HTT and LLNL have been working together over the past year to develop and build test systems using passive magnetic levitation and HTT has exclusively licensed the system from LLNL for their Hyperloop™ application.
Hyperloop levitation system
“I had the honor of meeting with Dr. Post in 2014 prior to his passing,” said Dirk Ahlborn CEO of Jumpstartfund and Hyperloop Transportation Technologies, Inc. “He saw the Hyperloop transportation system as the perfect fit for this technology and was excited to see it become part of the project.”
Passive magnetic levitation, which was was developed at Livermore National Labs over a multi-year study that culminated in the successful construction of a test track, is a cheaper, safer alternative to an active magnetic levitation systems like MagLev.

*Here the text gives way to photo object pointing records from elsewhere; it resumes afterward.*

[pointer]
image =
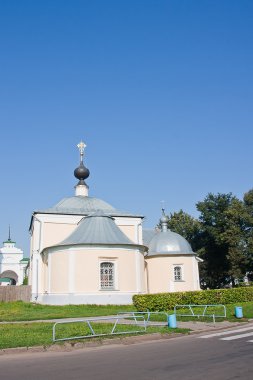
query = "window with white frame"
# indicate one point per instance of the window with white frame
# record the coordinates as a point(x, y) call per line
point(178, 273)
point(107, 275)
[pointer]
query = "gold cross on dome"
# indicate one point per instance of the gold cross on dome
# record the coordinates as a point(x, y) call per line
point(81, 147)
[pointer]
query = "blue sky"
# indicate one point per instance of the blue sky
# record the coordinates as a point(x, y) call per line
point(160, 91)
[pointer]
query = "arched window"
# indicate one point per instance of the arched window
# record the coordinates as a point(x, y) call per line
point(178, 273)
point(107, 275)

Inductrack Passive Magnetic Levitation
Called the Inductrack, the new system is passive in that it uses no superconducting magnets or powered electromagnets. Instead it uses permanent room-temperature magnets, similar to the familiar bar magnet, only more powerful. On the underside of each train car is a flat, rectangular array of magnetic bars called a Halbach array. (It is named after its inventor, Klaus Halbach, a retired Lawrence Berkeley National Laboratory physicist.)
The bars are arranged in a special pattern, so that the magnetic orientation of each bar is at right angles to the orientations of the adjacent bars [see top illustration on this page]. When the bars are placed in this configuration, the magnetic-field lines combine to produce a very strong field below the array. Above the array, the field lines cancel one another out.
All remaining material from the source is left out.